Resolving GFID mismatch problems in Gluster (RHGS) volumes

Gluster is a distributed filesystem. I'm not a massive fan of it, but most of the alternatives (like Ceph) suffer with their own set of issues, so it's no better or worse than the competition of the most part.

One issue that can sometimes occur is Gluster File ID (GFID) mismatch following a split-brain or similar failure.

When this occurs, running ls -l in a directory will generally lead to I/O errors and/or question marks in the output

ls -i
ls: cannot access ban-gai.rss: Input/output error
? 2-nguoi-choi.rss ? game.rss

If you look within the brick's log (normally under /var/log/glusterfs/bricks) you'll see lines reporting Gfid mismatch detected 

[2019-12-12 12:28:28.100417] E [MSGID: 108008] [afr-self-heal-common.c:392:afr_gfid_split_brain_source] 0-shared-replicate-0: Gfid mismatch detected for <gfid:31bcb959-efb4-46bf-b858-7f964f0c699d>/ban-gai.rss>, 1c7a16fe-3c6c-40ee-8bb4-cb4197b5035d on shared-client-4 and fbf516fe-a67e-4fd3-b17d-fe4cfe6637c3 on shared-client-1.
[2019-12-12 12:28:28.113998] W [fuse-resolve.c:61:fuse_resolve_entry_cbk] 0-fuse: 31bcb959-efb4-46bf-b858-7f964f0c699d/ban-gai.rss: failed to resolve (Stale file handle)

This documentation details how to resolve GFID mismatches

 

Topology

The loglines in the example used in this documentation are from a replica 2 setup comprising of 2 Gluster nodes, with the gluster volume mounted on each of them using Gluster-FUSE.

In this instance the issue arose after a brick process repeatedly died on one of the Gluster nodes, leading to split-brain.

 

Understanding the logline

It's probably helpful here to break the format of that logline down a little:

  • 0-shared-replicate-0 - the volume in my example is called shared, if yours is called foo then this will probably read 0-foo-replicate-0
  • <gfid:31bcb959-efb4-46bf-b858-7f964f0c699d>/ban-gai.rss> This tells us the affected GFID and the file that was being accessed.
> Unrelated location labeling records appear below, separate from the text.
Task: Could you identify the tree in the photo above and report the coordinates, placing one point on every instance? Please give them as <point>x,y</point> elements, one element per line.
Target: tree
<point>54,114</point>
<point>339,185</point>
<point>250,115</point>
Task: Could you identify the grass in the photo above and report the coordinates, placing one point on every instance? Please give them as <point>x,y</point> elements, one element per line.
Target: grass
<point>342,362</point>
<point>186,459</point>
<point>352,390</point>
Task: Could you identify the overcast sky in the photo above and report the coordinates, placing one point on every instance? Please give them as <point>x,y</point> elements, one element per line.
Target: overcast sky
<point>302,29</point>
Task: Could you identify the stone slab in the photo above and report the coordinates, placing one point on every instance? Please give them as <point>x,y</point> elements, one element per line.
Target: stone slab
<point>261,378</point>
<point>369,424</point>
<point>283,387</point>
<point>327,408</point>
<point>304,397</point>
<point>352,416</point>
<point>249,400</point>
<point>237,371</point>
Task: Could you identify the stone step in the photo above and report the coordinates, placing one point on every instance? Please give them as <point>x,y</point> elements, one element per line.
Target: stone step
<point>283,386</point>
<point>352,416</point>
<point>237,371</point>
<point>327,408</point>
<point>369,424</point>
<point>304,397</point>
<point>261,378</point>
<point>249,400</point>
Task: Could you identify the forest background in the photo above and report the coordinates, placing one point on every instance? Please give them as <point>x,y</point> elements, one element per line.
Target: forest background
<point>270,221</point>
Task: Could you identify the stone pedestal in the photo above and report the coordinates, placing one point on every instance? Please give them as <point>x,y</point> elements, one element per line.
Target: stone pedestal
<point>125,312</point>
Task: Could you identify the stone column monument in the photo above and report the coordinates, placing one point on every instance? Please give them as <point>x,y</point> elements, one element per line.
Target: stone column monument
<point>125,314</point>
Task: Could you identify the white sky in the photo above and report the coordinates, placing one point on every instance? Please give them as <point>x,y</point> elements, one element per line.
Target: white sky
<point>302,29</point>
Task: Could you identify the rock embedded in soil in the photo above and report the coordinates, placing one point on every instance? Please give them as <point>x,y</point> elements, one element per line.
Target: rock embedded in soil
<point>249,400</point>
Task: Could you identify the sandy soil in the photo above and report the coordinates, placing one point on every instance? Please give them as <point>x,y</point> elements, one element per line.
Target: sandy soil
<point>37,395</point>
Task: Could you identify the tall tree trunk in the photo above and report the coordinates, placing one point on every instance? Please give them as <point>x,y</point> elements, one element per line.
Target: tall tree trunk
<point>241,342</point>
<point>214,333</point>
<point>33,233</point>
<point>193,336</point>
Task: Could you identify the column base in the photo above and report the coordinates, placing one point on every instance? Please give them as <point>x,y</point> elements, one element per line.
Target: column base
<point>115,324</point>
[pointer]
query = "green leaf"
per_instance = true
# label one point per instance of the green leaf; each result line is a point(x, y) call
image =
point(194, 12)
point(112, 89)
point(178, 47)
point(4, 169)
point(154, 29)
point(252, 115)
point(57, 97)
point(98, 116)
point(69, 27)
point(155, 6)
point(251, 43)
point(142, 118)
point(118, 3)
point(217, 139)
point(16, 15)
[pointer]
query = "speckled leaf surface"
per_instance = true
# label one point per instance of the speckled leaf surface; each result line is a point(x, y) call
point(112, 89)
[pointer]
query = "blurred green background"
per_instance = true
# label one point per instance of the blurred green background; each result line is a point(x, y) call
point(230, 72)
So in this case, the affected GFID is the parent of the file ban-gai.rss
  • 1c7a16fe-3c6c-40ee-8bb4-cb4197b5035d on shared-client-4 this is the GFID of the file on one of the Gluster hosts
  • fbf516fe-a67e-4fd3-b17d-fe4cfe6637c3 on shared-client-1 this is the GFID of the file on the other Gluster Host

 

Understanding the Issue

GFIDs are unique identifiers for files and directories within your Gluster volume.

Although not quite how RedHat would describe it, the "metadata" for your volume is basically a tangled mess of symlinks and hardlinks underneath the .glusterfs directory on each of your bricks, mapping out the structure of your volume in what is probably one of the most convoluted manners imaginable.

GFIDs are gluster's (rough) equivalent to an inode in a traditional filesystem - all replicated copies of a file should have the same GFID.

GFID mismatch occurs when different replica copies end up with a different GFID. This might be because a file was uploaded twice (one to each node) during a split-brain, or caused by some other gluster oddity. 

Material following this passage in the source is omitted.